Year end is the time when pundits come out with their predictions. I wouldn't consider myself a pundit, but I've seen enough to feel comfortable with some predictions.
You may not agree with everything. That's fine. But keep in mind that this is the 35th year that I've been helping people manage their money in one form or another. So I'm not just parroting someone's talking points. Rather it's based on having seen various economic cycles and events. And, hopefully learning from them.
So here we go.
The Federal Reserve desperately wants to raise interest rates in 2017. Probably by a total of half a percent. They're beginning to see a hint of inflation and also need some room to drop rates if/when the economy enters the next recession. If the economy keeps growing (likely), they'll raise rates again.
The Fed won't be the only cause for higher interest rates. Selling more treasury bonds will require higher rates. That will have a spillover effect on all borrowing.
Higher interest rates aren't all bad. They'll benefit those who have saved and invested money. It's been very hard to safely earn much on invested money since 2008. CD and bond rates are almost non-existent. Boomers and retirees especially will be glad to see their CDs actually earn something for a change.
I expect economic activity to increase in 2017. I'll probably get some pushback on this, but cutting regulations will allow businesses to spend more on their product/services and less on satisfying regulators. You can argue that those regulations are needed, but needed or not, the cost of those regulations is less economic growth.
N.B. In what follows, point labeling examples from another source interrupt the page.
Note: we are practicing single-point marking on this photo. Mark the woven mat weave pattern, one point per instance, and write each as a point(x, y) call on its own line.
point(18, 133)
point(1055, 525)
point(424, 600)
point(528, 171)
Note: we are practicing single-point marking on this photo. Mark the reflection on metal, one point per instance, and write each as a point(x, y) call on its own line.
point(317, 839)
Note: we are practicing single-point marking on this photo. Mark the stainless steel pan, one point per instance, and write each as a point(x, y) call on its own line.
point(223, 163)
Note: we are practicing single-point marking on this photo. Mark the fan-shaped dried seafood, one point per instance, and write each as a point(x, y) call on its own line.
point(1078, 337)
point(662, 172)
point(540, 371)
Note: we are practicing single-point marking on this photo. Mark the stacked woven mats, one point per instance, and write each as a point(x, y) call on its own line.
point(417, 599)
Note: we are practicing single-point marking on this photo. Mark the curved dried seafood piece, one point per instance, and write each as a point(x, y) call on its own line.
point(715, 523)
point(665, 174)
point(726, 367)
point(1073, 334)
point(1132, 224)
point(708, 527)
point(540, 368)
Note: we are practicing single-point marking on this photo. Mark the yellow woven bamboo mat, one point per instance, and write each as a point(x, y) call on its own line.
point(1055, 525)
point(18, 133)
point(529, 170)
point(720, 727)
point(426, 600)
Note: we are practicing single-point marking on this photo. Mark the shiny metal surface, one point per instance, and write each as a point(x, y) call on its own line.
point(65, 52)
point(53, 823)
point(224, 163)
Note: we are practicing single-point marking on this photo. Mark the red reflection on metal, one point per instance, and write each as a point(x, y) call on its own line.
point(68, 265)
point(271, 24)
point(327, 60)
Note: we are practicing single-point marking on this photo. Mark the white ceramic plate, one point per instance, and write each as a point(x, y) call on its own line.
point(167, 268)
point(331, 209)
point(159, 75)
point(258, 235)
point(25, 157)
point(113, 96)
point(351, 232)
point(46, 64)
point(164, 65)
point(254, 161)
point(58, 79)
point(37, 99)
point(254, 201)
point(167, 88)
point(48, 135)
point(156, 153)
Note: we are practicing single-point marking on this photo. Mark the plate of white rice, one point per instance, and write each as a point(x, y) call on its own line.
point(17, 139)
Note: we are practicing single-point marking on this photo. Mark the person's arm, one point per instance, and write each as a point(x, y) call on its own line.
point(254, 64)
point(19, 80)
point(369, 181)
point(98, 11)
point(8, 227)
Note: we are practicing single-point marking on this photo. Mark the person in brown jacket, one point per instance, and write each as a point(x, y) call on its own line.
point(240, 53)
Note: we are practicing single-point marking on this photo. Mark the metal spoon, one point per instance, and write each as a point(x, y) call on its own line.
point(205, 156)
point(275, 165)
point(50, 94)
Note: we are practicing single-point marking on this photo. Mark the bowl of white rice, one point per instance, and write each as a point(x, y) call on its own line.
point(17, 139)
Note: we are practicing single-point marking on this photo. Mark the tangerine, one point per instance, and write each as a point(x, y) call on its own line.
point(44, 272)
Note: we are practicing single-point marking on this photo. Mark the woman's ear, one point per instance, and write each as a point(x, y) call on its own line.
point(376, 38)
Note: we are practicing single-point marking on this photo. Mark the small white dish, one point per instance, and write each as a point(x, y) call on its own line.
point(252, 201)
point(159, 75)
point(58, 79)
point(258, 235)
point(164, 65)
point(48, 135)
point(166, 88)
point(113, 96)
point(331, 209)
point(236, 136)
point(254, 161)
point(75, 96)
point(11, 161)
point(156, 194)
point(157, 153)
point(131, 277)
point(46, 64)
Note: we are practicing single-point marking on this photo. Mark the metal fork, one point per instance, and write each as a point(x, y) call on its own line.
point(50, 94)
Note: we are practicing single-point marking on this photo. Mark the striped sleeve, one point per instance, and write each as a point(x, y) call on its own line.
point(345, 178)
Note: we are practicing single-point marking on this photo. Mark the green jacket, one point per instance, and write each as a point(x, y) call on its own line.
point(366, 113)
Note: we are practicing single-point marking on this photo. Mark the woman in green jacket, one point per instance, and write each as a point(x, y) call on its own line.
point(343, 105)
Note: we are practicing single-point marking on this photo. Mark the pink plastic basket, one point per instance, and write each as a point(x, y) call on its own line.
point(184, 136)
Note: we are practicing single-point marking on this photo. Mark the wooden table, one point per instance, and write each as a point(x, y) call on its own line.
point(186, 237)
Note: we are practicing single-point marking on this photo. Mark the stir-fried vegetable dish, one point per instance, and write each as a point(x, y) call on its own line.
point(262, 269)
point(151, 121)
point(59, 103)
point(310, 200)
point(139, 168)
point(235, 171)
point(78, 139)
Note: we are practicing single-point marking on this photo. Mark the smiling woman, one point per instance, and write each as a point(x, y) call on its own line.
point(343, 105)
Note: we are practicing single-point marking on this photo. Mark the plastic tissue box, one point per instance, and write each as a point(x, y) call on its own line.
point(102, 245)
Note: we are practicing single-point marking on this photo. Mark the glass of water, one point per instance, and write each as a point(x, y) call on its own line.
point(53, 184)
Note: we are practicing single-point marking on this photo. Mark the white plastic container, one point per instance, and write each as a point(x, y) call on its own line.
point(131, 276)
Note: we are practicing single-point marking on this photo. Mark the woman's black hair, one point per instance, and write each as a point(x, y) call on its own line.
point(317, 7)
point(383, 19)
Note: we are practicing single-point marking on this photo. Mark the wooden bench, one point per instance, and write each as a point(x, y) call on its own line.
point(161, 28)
Getting people back into the civilian workforce will continue to be a challenge. The percentage of people working has dropped from over 66% in 2006 to less than 63% today. The incoming President may be able to keep some companies in the U.S., but technology will continue to replace many jobs. We see it all around us. Self-checkout in some stores. Screens in restaurants that take the place of a server or order taker. It'll be especially noticeable in lower skill jobs.
At some point we'll recognize that we can't continue the guaranteed student loan/college merry-go-round. For decades we've been pouring more and more money into higher ed. The colleges add amenities, raise their prices and grads can't find high paying jobs. Those who drop out are in a worse position. The number of people who aren't repaying their student loans on schedule is around 40%. Young people are being financially handcuffed. And forgiving the loans isn't an option. The government doesn't have the $1.3 trillion that would take.
I don't know when, but sooner or later all the money that's flooded the stock and housing markets will leave. And prices will drop. Perhaps dramatically.
The federal deficit will continue to increase. Lowering taxes should increase economic activity (if past experience is a guide), but tax cuts don't automatically pay for themselves. Eventually those in government will need to spend less or admit they won't and raise taxes to pay for what they spend.
Could I be wrong? Of course! And I will be on some things. But typically historical patterns repeat themselves. Perhaps with a twist or two, but the general pattern stays the same.